According to Espinal, Castro met with her and her family privately for roughly 20 minutes. Speaking in English and Spanish and intermittently translated by her 18-year-old daughter, Stephanie Gonzalez, Espinal told Religion News Service she was "happy" that Castro visited her, and she expressed hope that he might be able to mention her story during Tuesday night's debate.

"I know I need to keep fighting to keep my family together," she said.

She noted that she has extended an invitation to all Democratic presidential candidates participating in the debate to visit her and that she has been in communication with Beto O'Rourke's campaign. Gonzalez planned to attend Tuesday night's debate, with hopes of speaking with candidates.

Joel Miller, Columbus Mennonite's pastor, said Castro, who is Catholic, told church members they were doing "the Lord's work" by offering sanctuary to Espinal.

"For him to prioritize that — being here and being with Edith — I think was a message in and of itself," Miller said.

Miller noted that Castro also discussed DAPA — Deferred Action for Parents of Americans — an Obama-era policy that offered legal protection for certain undocumented immigrants who had lived in the United States since 2010 and had children who were either citizens or lawful permanent residents.
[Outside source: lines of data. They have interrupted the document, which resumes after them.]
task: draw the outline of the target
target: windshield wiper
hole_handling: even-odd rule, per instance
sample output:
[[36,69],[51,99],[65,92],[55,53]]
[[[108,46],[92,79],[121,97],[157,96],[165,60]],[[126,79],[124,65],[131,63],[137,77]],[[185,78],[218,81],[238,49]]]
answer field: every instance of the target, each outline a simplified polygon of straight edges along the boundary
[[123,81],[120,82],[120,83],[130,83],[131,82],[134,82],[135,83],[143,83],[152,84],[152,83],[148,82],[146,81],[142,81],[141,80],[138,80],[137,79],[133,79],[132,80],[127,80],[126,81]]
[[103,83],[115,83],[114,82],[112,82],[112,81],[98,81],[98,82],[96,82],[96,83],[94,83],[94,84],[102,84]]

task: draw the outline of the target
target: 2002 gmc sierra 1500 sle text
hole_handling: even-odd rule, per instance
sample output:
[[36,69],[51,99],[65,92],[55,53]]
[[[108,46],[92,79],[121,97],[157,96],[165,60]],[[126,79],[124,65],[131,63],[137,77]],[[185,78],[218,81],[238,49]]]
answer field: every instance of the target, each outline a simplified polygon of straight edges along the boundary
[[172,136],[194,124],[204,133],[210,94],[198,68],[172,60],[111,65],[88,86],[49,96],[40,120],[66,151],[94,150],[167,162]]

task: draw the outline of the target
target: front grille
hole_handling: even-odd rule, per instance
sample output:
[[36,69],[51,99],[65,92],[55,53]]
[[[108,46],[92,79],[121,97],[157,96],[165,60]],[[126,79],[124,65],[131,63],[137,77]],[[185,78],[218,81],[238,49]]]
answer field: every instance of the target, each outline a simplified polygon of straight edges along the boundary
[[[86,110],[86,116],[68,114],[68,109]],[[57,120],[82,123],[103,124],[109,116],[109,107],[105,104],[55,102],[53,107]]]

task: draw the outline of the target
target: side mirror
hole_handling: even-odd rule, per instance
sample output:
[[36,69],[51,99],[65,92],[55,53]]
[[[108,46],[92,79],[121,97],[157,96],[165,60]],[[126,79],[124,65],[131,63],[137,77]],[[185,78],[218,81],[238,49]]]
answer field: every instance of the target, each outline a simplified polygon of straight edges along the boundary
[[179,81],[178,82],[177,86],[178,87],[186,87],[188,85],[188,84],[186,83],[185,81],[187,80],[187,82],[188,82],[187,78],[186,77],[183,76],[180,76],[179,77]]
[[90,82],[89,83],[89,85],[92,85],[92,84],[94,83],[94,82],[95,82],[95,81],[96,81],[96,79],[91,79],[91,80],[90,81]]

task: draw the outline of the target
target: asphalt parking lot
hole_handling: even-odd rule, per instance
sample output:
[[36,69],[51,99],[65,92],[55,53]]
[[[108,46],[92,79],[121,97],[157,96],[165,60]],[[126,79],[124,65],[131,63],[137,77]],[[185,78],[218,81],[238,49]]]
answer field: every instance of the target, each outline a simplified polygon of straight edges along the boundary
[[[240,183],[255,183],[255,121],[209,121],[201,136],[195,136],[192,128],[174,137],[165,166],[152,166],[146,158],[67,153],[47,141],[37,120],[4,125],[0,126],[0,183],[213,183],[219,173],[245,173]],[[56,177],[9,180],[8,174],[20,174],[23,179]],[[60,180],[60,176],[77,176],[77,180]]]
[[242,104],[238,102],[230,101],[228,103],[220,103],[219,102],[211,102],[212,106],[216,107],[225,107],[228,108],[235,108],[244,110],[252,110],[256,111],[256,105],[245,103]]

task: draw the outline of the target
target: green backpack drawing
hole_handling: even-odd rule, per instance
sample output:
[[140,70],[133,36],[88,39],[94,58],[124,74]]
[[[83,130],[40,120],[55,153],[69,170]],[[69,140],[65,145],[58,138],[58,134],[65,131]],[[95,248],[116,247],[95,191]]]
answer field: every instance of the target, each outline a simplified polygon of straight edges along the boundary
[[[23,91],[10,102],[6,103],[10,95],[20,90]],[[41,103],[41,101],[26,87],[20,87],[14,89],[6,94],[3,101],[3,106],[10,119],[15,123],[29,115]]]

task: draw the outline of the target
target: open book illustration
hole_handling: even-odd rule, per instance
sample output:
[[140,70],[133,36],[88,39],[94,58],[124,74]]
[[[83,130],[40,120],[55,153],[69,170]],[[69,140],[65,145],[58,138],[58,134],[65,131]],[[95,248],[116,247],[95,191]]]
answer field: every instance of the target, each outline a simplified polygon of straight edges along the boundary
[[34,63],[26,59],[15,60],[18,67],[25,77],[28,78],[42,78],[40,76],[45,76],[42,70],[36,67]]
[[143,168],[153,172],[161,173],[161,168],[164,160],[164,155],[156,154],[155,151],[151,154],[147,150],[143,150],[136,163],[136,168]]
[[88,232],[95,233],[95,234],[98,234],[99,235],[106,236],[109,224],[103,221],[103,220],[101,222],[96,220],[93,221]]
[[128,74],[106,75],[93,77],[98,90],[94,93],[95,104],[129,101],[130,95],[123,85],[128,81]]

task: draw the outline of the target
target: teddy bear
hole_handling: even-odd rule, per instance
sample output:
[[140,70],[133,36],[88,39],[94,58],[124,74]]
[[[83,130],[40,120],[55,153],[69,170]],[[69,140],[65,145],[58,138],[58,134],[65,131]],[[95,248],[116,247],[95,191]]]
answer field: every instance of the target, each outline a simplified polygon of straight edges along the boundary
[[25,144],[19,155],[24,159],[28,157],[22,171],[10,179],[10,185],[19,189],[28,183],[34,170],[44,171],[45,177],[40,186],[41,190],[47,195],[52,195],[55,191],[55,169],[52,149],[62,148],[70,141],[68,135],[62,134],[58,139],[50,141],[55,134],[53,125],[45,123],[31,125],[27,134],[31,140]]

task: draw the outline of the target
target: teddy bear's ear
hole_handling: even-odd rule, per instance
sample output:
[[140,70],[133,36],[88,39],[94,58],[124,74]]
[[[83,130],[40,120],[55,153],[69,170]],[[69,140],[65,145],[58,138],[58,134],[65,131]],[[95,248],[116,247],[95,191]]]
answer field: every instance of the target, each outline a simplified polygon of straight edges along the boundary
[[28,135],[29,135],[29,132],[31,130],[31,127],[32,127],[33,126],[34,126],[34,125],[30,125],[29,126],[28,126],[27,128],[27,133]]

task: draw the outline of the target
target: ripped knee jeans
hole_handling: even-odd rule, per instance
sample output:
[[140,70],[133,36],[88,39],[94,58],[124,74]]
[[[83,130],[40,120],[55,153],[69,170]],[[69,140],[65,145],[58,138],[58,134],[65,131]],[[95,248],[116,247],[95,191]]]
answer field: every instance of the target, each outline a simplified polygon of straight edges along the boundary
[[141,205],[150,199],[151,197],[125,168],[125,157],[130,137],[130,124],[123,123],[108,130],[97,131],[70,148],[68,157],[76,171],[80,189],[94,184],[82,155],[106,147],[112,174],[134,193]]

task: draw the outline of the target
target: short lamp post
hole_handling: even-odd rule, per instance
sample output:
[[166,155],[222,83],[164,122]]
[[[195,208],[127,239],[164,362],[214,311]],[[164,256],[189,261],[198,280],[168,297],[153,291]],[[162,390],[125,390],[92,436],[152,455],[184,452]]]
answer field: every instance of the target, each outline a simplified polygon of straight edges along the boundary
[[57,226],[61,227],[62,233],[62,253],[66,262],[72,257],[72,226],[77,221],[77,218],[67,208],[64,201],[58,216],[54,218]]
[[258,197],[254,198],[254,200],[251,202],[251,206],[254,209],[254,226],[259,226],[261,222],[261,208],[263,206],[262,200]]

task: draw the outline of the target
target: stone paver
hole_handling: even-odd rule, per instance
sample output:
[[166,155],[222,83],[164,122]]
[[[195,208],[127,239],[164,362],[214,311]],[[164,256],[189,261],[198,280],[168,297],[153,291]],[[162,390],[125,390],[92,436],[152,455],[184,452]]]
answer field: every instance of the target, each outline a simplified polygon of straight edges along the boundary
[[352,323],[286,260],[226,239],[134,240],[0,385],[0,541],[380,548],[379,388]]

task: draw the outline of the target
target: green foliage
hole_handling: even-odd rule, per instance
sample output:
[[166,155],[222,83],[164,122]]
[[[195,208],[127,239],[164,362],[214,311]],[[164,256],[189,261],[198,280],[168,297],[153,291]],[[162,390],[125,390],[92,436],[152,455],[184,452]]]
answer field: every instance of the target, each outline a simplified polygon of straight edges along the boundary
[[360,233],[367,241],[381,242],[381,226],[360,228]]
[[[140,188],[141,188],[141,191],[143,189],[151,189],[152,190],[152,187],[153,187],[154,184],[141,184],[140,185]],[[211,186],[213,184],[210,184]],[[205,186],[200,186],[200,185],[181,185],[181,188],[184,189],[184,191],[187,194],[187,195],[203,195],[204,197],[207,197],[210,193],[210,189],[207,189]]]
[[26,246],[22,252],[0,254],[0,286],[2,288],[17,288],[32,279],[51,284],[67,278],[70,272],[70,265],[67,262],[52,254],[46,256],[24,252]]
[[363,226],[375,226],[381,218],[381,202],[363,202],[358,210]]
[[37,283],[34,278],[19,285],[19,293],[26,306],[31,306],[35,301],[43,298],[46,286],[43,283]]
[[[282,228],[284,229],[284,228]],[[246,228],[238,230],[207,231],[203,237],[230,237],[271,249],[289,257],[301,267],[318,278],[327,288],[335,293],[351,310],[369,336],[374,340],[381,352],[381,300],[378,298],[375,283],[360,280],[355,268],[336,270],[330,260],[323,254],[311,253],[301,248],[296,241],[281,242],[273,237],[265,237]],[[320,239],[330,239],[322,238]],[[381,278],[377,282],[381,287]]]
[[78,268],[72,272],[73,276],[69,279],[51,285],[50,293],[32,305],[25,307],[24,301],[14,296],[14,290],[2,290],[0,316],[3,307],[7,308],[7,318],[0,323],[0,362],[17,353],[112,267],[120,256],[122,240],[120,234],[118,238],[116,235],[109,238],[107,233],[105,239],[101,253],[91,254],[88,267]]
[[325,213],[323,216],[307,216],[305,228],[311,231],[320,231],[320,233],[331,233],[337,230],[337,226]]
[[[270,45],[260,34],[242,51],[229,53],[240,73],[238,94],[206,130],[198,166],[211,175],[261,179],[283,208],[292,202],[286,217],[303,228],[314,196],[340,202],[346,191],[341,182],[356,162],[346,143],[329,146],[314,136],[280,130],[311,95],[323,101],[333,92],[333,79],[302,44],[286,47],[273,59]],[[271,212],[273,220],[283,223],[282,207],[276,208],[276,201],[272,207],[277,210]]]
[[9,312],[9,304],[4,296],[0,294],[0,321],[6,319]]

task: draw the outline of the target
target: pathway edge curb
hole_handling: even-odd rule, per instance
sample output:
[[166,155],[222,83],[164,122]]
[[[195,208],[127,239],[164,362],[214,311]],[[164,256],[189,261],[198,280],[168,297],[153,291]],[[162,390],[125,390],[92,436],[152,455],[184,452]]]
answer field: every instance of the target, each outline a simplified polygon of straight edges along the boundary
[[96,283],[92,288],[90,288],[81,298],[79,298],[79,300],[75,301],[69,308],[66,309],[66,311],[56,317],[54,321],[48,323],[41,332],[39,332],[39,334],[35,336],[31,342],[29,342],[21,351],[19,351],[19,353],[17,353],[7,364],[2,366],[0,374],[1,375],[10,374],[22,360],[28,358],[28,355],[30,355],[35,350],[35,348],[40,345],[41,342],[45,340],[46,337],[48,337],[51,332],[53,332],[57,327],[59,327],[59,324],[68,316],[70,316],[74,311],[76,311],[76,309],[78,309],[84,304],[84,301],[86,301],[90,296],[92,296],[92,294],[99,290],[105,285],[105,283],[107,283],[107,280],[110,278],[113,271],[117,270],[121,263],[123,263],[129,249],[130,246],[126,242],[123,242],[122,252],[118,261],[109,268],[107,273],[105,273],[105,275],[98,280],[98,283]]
The policy was met with numerous legal challenges during the Obama administration and was rescinded in 2017 under President Donald Trump.

During his visit, Castro promised that if elected president he would "break up ICE" — U.S. Immigration and Customs Enforcement — and that people in Espinal's situation would not be deported.

Two other candidates — Sens. Elizabeth Warren of Massachusetts and Bernie Sanders of Vermont — also extended their support for Espinal via Twitter.

In a message posted Monday evening, Warren admonished the Trump administration for wanting to deport Espinal, who Warren noted "has lived in the United States for decades, raising a family and building a community." She told Espinal to "stay strong," adding, "When I'm president, I will protect asylum-seekers."

Sanders tweeted his message of support on Tuesday.

"When we are in the White House we will put a moratorium on deportations," he wrote. "Millions of immigrants like Edith living in constant fear is not what this country is about."

The New Sanctuary Movement emerged around 2014 and now encompasses hundreds of houses of worship nationwide, according to advocacy group Church World Service. The movement harks back to a separate sanctuary movement that thrived in the 1980s, when churches clashed with federal authorities for taking in immigrants fleeing to the U.S. from Central America.

Unlike its predecessor, the contemporary New Sanctuary Movement relies on an internal 2011 U.S. Immigration and Customs Enforcement memo that discourages government agents from raiding "sensitive locations" such as churches, hospitals and schools.

Several Democratic presidential candidates currently co-sponsor a bill in the U.S. Senate that would codify much of the memo into law, including Warren and Sens. Kamala Harris of California, Cory Booker of New Jersey and Amy Klobuchar of Minnesota.

A representative for Sanders said he would back the bill as well, and a spokesperson for Mayor Pete Buttigieg of South Bend, Indiana, told RNS earlier this year that he "strongly supports" the bill.

"That has been part of (religious history) for centuries — the idea of literally refuge in a church," Buttigieg told RNS when asked about the movement in a separate interview earlier this year. "It's something that shows you just the point we've come to, that people feel that they need to turn to a church for physical refuge from the federal government at a time like this."

Other Democrats have voiced support for the movement and the immigrants it seeks to help. In September, Ingrid Latorre — an undocumented immigrant who is living in sanctuary in Boulder, Colorado — was visited at the church where she lives by Reps. Alexandria Ocasio-Cortez, D-New York, and Joe Neguse, D-Colorado.